Farah Al Rasheed, a Kuwaiti fine art photographer pursuing her bachelor’s degree in the fine art photography program at Arizona State University.
Photography was always a hobby for me it was my passion. When the time came to pick a major however, I decided to get my degree in interior architecture. I did not get accepted into the interior architecture program, and chose to switch to marketing. After four years and experimenting in different fields, I decided to pursue my degree in photography, learning about the technicalities of the cameras and turning my passion into a profession.
My parents thought I should keep photography on the side and pursue a profitable major. By showing my parents how passionate I am about photography and that it is a part of me, I was able to convince them that photography was what I had to major in. They have been nothing but supportive, they truly believe in my abilities in the world of fine arts.
I started off with digital photography in 2007 and I started adding my own signature vintage tones to all my photos for my viewers to be able to distinguish my artwork amongst other artists. Seven years later I got myself in a dark room at my school, and I would stay there 5 days a week, not to mention my weekends, where I stay sometimes until midnight for 10 consecutive hours introducing myself to the world of analog. My love for black and white film photography kept on growing; then it hit me, that when my time in Unites States was over I have to build my own dark room in Kuwait. If not for my supportive parents, my analog photographic journey wouldn’t be able to flourish in my hometown, and that would greatly disappoint me.
While I continue my studies in fine art photography, I also began collecting 35 MM and 120 MM cameras, as well as, dark room equipment such as, enlargers, negative carriers and chemicals like, the fixer developer and hypo wash to help those who would like to go back in time and capture moments using cameras that our ancestors have used.
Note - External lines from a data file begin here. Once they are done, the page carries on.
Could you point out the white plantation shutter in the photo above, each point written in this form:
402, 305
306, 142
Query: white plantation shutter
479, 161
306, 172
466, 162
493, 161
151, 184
Adventuring from antique store to antique store finding and buying cameras ranging from 10 to 300 dollars and fix them.
Despite the challenges I may face as a professional fine arts photographer in Kuwait, after graduation I plan to head home for a year and give workshops on how to use analog cameras in a dark room. Of course, dark rooms are not available for our use in Kuwait; however, with the continued support of my parents, they have agreed to build one in our basement. Therefore, having my own dark room in Kuwait motivates me to move back and spread the knowledge I have gained to all those interested and haven’t had the opportunity to pursue it.
Fine art photography is far from commercial and my style is capturing candid moments with the use of natural lighting, my preferred subjects would be the elderly, newborns with their mothers and people my age doing their everyday activities.
One thing I focus on is self-portraits and by that I do not mean “selfies” or posing of some sort. It’s the discovery of one’s true self, and for me, after moving to the southwestern desert of Arizona, it took me two years to get to know my true self through the use of self-portraits.
Currently, fine art photographers are exhibiting my work in museums and exhibitions, not a lot of money comes out of this, but that’s the least of my worries, it’s more about self discovery, passion, vision, and loving what you do. I attend several photography seminars, conferences and lectures in the U.S. and I have attended a seminar in Europe because there is always a lot more to learn.
I wish that there were more photography workshops and lectures in Kuwait, that shared knowledge and work of some of the most inspirational photographers such as; Ansel Adams, Edward Weston, Sebastiao Salgado, Han Nguyen and most importantly to me, Vivian Maier, who has not only been a massive inspiration for me, but she also has a “highly skilled eye and acute photographic sense.”
Maha Al Asakeris, is one of the few Kuwaiti photographers, and one who caught my eye, she followed her dreams, doing what she loves. Also a motivating factor to me as a Kuwaiti photographer, she is one of the reasons that pushed me to do what I really love, I was inspired.
A majority of my photography projects, describe myself, my Arabian culture, and my community, which is also a way for me to introduce my cultural lifestyle to my friends, peers, and colleagues.